Dönüştürdükçe bilinebileceğine ve bilinebildikçe daha iyi dönüştürülebileceğine göre devrimci olunamayacağı zaman hiçbir şey olunamayacağı bir gerçektir. Devrimci olmanın ötesine geçerek düzenin yasal icazeti altında parlak politik parseller kapan bazı insanlar Marksist bilgi teorisine göre; aslında bu hayatta hiçbir şey olamamış bom boş insanlardır aynı zamanda.

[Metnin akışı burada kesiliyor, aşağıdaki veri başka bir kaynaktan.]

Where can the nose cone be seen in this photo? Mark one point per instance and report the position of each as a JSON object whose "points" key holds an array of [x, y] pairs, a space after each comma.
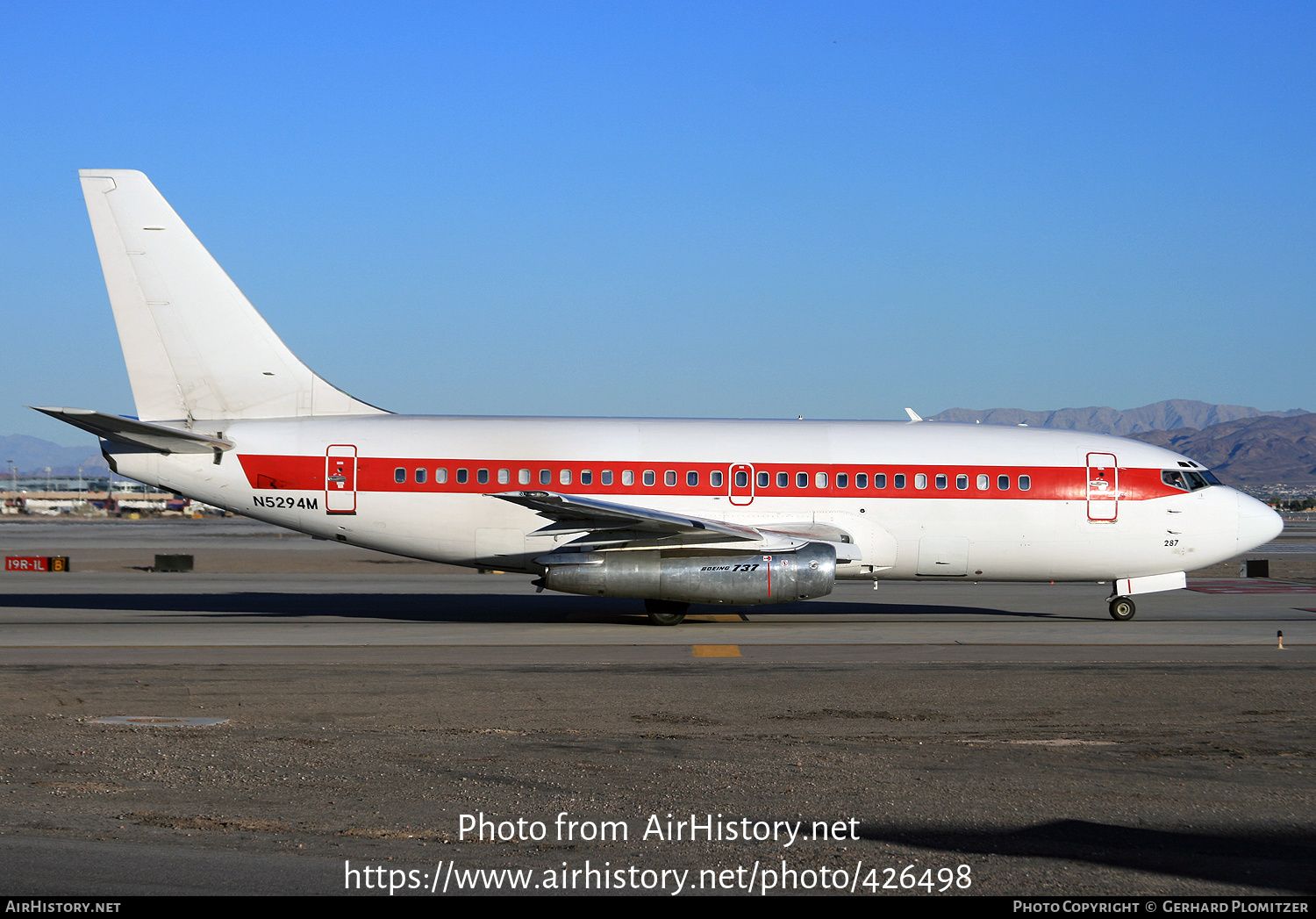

İnsan toplumlarının insanal olmayan tarihsel maddi koşullarını değiştirmek için eylem yapmayan hiçbir sosyal güç ile yoldaşlaşmamız mümkün değildir. Günümüzde proleter devrimciliğin bir politik pratisyen yaşam tarzı olarak diplere vurup sönme aşamasına gelmiş olmasını Marksizm’in yaşadığı bir varoluşsal kriz olarak yorumlamak tarihin kaydettiği en büyük yalandır. İçinde yaşadığımız bu melun dünyanın eskisinden daha kötü bir yer olmasına yardım eden başka bir sosyal gücün burjuva sosyalizmi çizgisi olduğunu kabul etmeden parıldayan yeni bir devrimci yola girmemiz gecikmeye devam edecektir. İşçi sınıfı siyaseti içinde hakim olan doğrudan burjuva yollar ile bilimin en acıma bilmez yöntemleriyle ideolojik manada hesaplaşmadan hiçbir zaman parıldayan yeni devrimci bir yolun gerekliliği bilgisine ulaşamayacağız. Biz tarihin zaman okunun komünizme doğru hareket ettiği iddiasında bulunurken bunu bir kader olarak görmüyoruz kuşkusuz. Çünkü biz komünistler bütün bilimlerin anası olan tarih bilimini diğer bütün burjuva idealistler gibi insandan ya da insanın toplumcu etkinliğinden bağımsız otonom bir varlık olarak görmüyoruz. Evet doğrudur, bütün yenilgi ve sosyal ihanetlere rağmen toplumsal çelişki yasası komünizmin gerekliliği için tarihe devrimci bir tarzda müdahale edecek ve ihtiyaç duyduğu sosyal gücü yaratacaktır. Peki neden sosyo ekonomik koşulları olmasına rağmen günümüzde bu devrimci sosyal güçlerin yeniden tarih sahnesine çıkması gecikmektedir?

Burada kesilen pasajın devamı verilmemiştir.